O adenocarcinoma do tipo intestinal (ADTI) está fortemente associado à exposição ocupacional, particularmente a pó de madeiras de densidade elevada. O ADTI é um tumor raro que representa 8-25% de todos os tumores nasossinusais malignos (5, 7). Num estudo comparativo entre adenocarcinomas nasossinusais em homens franceses e finlandeses os ADTI ocorreram muito mais frequentemente em França do que na Finlândia e são claramente mais comuns do que os adenocarcinomas não intestinais, enquanto na Finlândia o inverso é verdadeiro. Os autores referem que em França, as árvores tradicionais, como o carvalho e a faia, são amplamente utilizadas nas indústrias da madeira, enquanto na Finlândia as derivadas coníferas, como o pinheiro, o abeto, e a bétula são utilizadas mais frequentemente, refletindo os tipos predominantes de árvores que crescem nos respetivos países (6). Na Europa, existem regiões com maior incidência, como a região norte de Espanha, onde a incidência de ADTI é de 0,19 casos/100.000 habitantes por ano (5).

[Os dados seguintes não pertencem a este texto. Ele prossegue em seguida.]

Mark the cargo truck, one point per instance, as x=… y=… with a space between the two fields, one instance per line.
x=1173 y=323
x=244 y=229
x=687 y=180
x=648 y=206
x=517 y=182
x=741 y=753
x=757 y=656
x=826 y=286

O ADTI encontra-se mais frequentemente (85%) no seio etmoidal e na parte superior da cavidade nasal (8) (9). Apenas raramente surge noutros locais da cavidade nasal (seio maxilar em 10%) e estes casos normalmente não estão relacionados com a exposição ao pó da madeira (5) (10). A metastização à distância e linfática é pouco frequente, enquanto as recidivas locais constituem a principal causa de morte entre os doentes (11). A idade média de diagnóstico situa-se entre os 50 e 60 anos e nos tumores relacionados com o pó de madeira pode ocorrer mais cedo (5) (8) (10) (12). Os homens desenvolvem ADTI quatro vezes mais frequentemente do que as mulheres, o que reflete o risco profissional implicado (5) (10).
A apresentação clínica na maioria dos casos consiste na obstrução nasal unilateral, rinorreia e epistaxes (5). Estes sintomas são frequentemente confundidos com causas benignas como rinite ou sinusite o que atrasa, em média, o diagnóstico seis a oito meses, desde os primeiros sintomas. Os tumores localmente avançados podem invadir a cavidade orbital, intracraniana, oral ou facial. Nesta fase podem causar dores faciais, exoftalmia, diplopia, cefaleias ou outras queixas neurológicas (2) (5).
O diagnóstico é geralmente efetuado por rinoscopia anterior ou endoscopia nasal em combinação com uma biópsia para exame histopatológico. Adicionalmente, a extensão do tumor e a intervenção cirúrgica é avaliada através da análise imagiológica por ressonância magnética (RM).
Sendo um cancro raro, é crucial que os profissionais de saúde estejam atentos aos fatores de risco ocupacionais. Nesse sentido, o objetivo deste trabalho consiste em descrever um caso de ADTI num doente já reformado com um histórico ocupacional de exposição ao pó de madeira e sensibilizar os profissionais de saúde para a vigilância, prevenção e diagnóstico precoce destes cancros ocupacionais.
CASO CLÍNICO
Apresentamos o caso de um homem de 81 anos, reformado, que durante toda a sua vida profissional foi marceneiro. Como antecedentes pessoais apresenta hipertensão arterial (HTA) e dislipidemia, estando medicado e controlado. Em relação aos hábitos pessoais é fumador com uma carga tabágica estimada de cerca de 34 unidades de maço-ano e nega consumos alcoólicos regulares.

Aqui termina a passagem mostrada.